Formado a contrapié del 155, el gobierno catalán vive en carne propia el dilema de un electorado que reclama unidad e impone esquizofrenia. Al presidente Torra, por un lado le piden materializar la república, y por otro le reprochan la radicalidad verbal. Él pone más voluntad que sus críticos, pero aun así su indigencia política impresiona. Gobernar sin poder tiene eso. Pero en política suenan las horas que dicta la esfera, y si las manecillas no avanzan no es que el reloj haya detenido sino que van hacia atrás. En las condiciones actuales, el anuncio de una ‘propuesta democrática basada en el derecho irrenunciable a la autodeterminación’ para cuando condenen los presos tiene todo el aspecto de un brindis al sol.
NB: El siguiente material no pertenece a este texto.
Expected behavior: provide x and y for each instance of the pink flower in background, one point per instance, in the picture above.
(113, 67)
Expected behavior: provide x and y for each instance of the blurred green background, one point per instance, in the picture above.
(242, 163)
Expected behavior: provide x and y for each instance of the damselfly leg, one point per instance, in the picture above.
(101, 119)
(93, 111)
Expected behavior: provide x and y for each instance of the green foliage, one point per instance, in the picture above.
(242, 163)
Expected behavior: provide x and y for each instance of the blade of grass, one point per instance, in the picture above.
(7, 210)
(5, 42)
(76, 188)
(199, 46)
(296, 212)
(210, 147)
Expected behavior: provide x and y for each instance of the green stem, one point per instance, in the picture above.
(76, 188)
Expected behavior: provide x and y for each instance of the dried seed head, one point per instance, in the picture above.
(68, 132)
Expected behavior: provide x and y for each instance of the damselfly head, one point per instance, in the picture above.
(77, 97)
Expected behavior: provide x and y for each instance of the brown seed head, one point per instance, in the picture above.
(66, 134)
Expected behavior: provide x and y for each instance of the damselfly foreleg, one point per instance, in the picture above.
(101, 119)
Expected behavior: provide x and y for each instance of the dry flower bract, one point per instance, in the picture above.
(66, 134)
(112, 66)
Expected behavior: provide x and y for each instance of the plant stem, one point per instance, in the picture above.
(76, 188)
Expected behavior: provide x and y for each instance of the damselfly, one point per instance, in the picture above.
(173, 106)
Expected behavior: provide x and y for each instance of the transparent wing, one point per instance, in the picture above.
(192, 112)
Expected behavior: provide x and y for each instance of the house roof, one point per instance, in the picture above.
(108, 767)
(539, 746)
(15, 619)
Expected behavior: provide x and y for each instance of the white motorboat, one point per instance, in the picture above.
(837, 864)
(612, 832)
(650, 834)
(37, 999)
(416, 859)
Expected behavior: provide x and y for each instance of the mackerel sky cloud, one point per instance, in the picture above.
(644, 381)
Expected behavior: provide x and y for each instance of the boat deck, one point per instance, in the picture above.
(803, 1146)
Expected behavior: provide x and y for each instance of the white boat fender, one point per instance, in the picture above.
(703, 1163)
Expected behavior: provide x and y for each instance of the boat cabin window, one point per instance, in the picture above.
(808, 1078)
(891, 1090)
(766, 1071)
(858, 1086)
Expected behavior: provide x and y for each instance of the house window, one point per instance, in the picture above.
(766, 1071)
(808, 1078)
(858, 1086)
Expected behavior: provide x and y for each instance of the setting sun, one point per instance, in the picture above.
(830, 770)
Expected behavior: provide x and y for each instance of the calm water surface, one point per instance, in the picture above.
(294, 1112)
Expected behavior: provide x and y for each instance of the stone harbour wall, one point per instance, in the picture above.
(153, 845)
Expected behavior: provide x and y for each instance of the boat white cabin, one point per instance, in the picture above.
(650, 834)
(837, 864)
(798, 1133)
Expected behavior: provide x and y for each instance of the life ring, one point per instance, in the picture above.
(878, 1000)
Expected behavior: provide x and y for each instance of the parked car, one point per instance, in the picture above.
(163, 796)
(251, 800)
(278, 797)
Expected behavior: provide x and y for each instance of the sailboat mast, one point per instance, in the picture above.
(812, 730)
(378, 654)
La independencia no es ninguna entelequia. O es un objetivo con todos los pormenores o no es nada. Y no puede depender nunca de una decisión del Estado. El independentismo fue imparable mientras era inventivo y llevaba la iniciativa. Desde que es reactivo pierde fuelle.
¿Qué credibilidad merecería ahora repetir una proclamación que ya cayó bajo la primera embestida del Estado? ¿De qué serviría volver a recorrer el camino ya pasado? Especialmente ahora que muchos de los actores han hecho gestos que equivalen a una retractación. España pagará el precio que sea necesario para sujetar a Cataluña y el cebo del referéndum pactado sólo engaña a los besugos. Presentado en estos términos, el conflicto es un agujero negro que chupa incluso la luz. Para ver, es urgente salir del mismo. La solución requiere la multilateralidad y esto hace imprescindible involucrar a más actores. Cataluña es una molestia para Europa y ante una molestia se reacciona por lo pronto despreciándola, confiando en que pase. Pero con el pacto de no intervención, la Unión Europea sólo ha conseguido alentar al estado a la arbitrariedad represiva, con riesgo de que la Unión misma termine devorada por el autoritarismo.
Para salir del callejón sin salida, Cataluña debería convertirse en un dolor de cabeza para Europa, forzándola a una decisión existencial. Y eso, más que una política de distensión, aconseja profundizar la contradicción entre legalidad y legitimidad democrática. Sobre todo, pide tener manos libres en Europa, instalando en ella el motor de la ruptura con España. Hacerlo efectivo exigiría que los partidos independentistas sin excepción trasladaran la estrategia nacional al Consejo de la República, desvinculándola del combate de proximidad entre ellos y liberándola del acoso de la judicatura española. Sería ingenuo esperar que los partidos lo hicieran con agrado, abocados como están en la lucha por el reparto de sillas y enfrentados en un rencoroso ‘nosotros y ellos’. Pero los electores saben la manera de reconducirlo. Basta con que también sepan hacia dónde quieren ir.